Que Dios nos agarre confesados
A los mexicanos la tensión Iglesia-Estado nos suena familiar. México, al igual que España, se topó a mediados del diecinueve con la misma encrucijada. La lucha entre liberales y conservadores no fue otra cosa que la manifestación bélica del choque entre modernidad y tradición. Benito Juárez y José María Iglesias, por un lado, fueron las figuras señeras en la apuesta por la modernización. El fallido experimento de traer a Maximiliano fue la última carta que el conservadurismo jugó en la mesa política. (Una jugada bastante mala, porque a la hora de la verdad, el Habsburgo les salió muy liberal a los conservadores.)
Al final, conocemos la historia. Juárez y compañía triunfaron. Las famosas leyes de Reforma, producto de la encarnizada lucha interna, sellaron con tinta la fractura entre Estado e Iglesia. Pero a los liberales se les fue un poco la mano. La Ley Lerdo, la Ley Juárez y (siempre me ha parecido paradójico) la Ley Iglesias eran excesivas. La Constitución de 1910, en la medida en que asumió estas leyes, no sólo aseguró un Estado laico, sino que fue un documento persecutorio. Se suprimieron los privilegios de la Iglesia (que había que suprimir), pero también se le quitaron derechos. El documento admitía excesos como prohibir las órdenes monásticas.
A poco más de cien años de distancia, no estoy seguro si los mexicanos resolvimos el problema Iglesia-Estado de la mejor manera. Sospecho que la separación pudo hacerse de otro modo, de uno más cordial y menos corrosivo. Pero debemos reconocer que si bien el saldo no es el mejor, sí es positivo.
Hace mucho tiempo que en nuestro país no hay una religión de Estado. México, acostumbrado a seguir el rastro de los otros y a perseguir las huellas de los primermundistas, madrugamos a muchos países en este punto. Tal vez por pura chiripada, pero hoy por hoy, las cosas marchan por buen camino –al menos existe una clara separación entre Iglesia y Estado. Las reformas constitucionales de 1992, bajo el régimen del presidente Carlos Salinas de Gortari, enderezaron un poco la situación.

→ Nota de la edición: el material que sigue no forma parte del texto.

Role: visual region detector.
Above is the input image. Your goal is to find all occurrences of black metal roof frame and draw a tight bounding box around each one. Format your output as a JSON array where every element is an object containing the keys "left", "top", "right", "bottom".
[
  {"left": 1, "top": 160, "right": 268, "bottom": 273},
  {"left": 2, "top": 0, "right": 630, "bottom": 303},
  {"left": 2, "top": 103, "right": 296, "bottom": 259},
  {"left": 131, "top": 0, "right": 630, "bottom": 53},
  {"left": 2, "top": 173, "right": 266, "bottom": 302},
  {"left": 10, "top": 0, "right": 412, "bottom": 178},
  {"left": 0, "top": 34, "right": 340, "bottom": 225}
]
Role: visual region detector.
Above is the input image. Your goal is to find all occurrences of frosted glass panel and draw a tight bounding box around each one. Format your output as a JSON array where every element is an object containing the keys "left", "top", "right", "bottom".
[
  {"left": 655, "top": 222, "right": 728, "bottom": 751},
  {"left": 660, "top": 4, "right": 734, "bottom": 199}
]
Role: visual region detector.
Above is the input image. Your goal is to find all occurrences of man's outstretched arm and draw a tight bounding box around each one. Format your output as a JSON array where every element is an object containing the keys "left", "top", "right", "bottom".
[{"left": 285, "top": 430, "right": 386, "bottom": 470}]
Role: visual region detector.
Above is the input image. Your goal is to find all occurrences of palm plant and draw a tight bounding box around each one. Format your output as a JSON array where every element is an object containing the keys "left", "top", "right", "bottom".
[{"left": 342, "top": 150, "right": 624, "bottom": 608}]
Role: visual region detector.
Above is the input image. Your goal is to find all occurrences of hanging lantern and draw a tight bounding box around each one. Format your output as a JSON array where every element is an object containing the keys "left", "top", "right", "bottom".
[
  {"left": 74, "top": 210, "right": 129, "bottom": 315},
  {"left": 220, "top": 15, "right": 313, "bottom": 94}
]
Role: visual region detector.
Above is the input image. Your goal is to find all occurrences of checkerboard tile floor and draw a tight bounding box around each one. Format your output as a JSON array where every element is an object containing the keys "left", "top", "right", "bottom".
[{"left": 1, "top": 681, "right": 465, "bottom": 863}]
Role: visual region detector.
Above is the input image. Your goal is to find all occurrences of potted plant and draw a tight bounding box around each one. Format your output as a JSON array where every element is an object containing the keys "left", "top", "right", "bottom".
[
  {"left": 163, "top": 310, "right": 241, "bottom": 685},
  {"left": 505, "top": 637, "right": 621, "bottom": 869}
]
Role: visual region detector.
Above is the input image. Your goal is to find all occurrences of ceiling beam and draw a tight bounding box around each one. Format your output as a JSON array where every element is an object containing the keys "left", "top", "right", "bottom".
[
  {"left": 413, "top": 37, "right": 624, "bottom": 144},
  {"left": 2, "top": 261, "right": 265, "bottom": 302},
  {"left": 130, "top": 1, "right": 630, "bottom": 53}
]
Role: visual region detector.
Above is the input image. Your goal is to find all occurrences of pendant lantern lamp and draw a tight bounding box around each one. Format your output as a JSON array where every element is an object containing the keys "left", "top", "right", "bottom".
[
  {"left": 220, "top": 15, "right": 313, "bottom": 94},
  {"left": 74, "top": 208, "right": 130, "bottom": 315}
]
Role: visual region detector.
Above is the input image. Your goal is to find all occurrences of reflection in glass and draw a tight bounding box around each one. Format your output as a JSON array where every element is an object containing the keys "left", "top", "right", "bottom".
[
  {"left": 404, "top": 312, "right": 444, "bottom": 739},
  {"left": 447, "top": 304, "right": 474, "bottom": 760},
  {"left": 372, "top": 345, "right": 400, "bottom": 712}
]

Las modificaciones a los artículos 3, 5, 27, 28 y 130 de la Constitución permitieron, entre otras cosas, que México restableciera relaciones diplomáticas con la Santa Sede, otorgaron personalidad jurídica a las iglesias y devolvieron, no sin algunos candados, los derechos políticos a los ministros de culto.
Olor a yerba crítica
Creo que, sin proponérmelo, hice una lectura de Llano muy mexicana. A medida que pasaba las páginas, el olor a yerba de pronto se condensaba en reflexiones sobre México. Insisto. Pienso que ha tiempo resolvimos la separación Iglesia-Estado, pero aún quedan algunos cabos sueltos. El problema en nuestro país no es la persecución del cristianismo, sino el letargo con el que los cristianos embestimos los espacios públicos. Las puertas al foro público se abrieron de sopetón para el cristiano. Las reformas nos agarraron dormidos. Y ahora, con los reflectores encima y el micrófono en la boca, se nos olvidó la canción; se va a acabar el show y nosotros sin piar, afónicos.

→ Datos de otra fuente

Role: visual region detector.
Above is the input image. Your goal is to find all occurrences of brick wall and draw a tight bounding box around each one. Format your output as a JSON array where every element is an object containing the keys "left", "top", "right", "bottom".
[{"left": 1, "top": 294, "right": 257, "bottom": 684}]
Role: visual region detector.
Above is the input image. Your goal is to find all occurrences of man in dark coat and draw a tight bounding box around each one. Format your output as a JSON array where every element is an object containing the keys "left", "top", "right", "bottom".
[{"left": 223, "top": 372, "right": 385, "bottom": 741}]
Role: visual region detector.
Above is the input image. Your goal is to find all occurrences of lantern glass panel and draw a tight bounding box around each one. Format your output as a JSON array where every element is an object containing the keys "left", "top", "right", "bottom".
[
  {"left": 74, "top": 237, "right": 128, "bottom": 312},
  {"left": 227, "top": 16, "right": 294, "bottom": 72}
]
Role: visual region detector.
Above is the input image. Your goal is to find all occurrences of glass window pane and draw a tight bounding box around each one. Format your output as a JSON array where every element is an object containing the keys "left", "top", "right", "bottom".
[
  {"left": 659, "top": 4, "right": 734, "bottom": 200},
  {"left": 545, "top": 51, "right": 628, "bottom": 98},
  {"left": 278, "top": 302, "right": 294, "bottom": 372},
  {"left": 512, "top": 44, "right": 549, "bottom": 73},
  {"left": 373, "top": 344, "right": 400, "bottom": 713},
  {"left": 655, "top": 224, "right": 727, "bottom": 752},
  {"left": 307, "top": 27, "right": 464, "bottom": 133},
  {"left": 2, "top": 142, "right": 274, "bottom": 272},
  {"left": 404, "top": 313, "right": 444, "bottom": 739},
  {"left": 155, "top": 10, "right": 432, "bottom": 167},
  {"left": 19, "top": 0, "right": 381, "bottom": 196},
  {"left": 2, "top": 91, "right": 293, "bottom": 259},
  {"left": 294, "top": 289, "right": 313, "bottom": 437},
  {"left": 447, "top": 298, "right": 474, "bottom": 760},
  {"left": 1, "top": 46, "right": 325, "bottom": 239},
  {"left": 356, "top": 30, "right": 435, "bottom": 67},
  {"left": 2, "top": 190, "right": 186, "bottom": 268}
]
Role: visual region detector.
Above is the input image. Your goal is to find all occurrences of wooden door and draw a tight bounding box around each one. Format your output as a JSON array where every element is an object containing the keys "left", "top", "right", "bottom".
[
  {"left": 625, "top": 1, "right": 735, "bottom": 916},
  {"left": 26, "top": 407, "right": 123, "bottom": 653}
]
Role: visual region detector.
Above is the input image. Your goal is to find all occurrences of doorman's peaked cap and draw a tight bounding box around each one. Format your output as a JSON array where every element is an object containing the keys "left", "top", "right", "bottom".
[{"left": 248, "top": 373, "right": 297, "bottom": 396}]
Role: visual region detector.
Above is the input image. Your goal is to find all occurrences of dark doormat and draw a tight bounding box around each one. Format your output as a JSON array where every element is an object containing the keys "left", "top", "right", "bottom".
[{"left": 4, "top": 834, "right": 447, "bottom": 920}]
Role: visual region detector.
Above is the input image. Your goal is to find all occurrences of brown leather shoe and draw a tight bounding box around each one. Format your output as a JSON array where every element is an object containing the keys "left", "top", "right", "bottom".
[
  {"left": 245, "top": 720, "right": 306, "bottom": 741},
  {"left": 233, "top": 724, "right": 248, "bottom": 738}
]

El libro pincha algunos nervios del mexicano. Las memorias de Alejandro Llano, son también las memorias de una España anquilosada en la religión de Estado que, de golpe y porrazo, se sacudió los hábitos, se dejó crecer el cabello, se perforó y se tatuó los principios de libertad y diferencia. Los motivos sobran para que cualquiera –no sólo los que somos mencionados– olisquee el libro. Al final, creo que lo que Llano nos quiere decir es que la yerba tiene un penetrante olor crítico.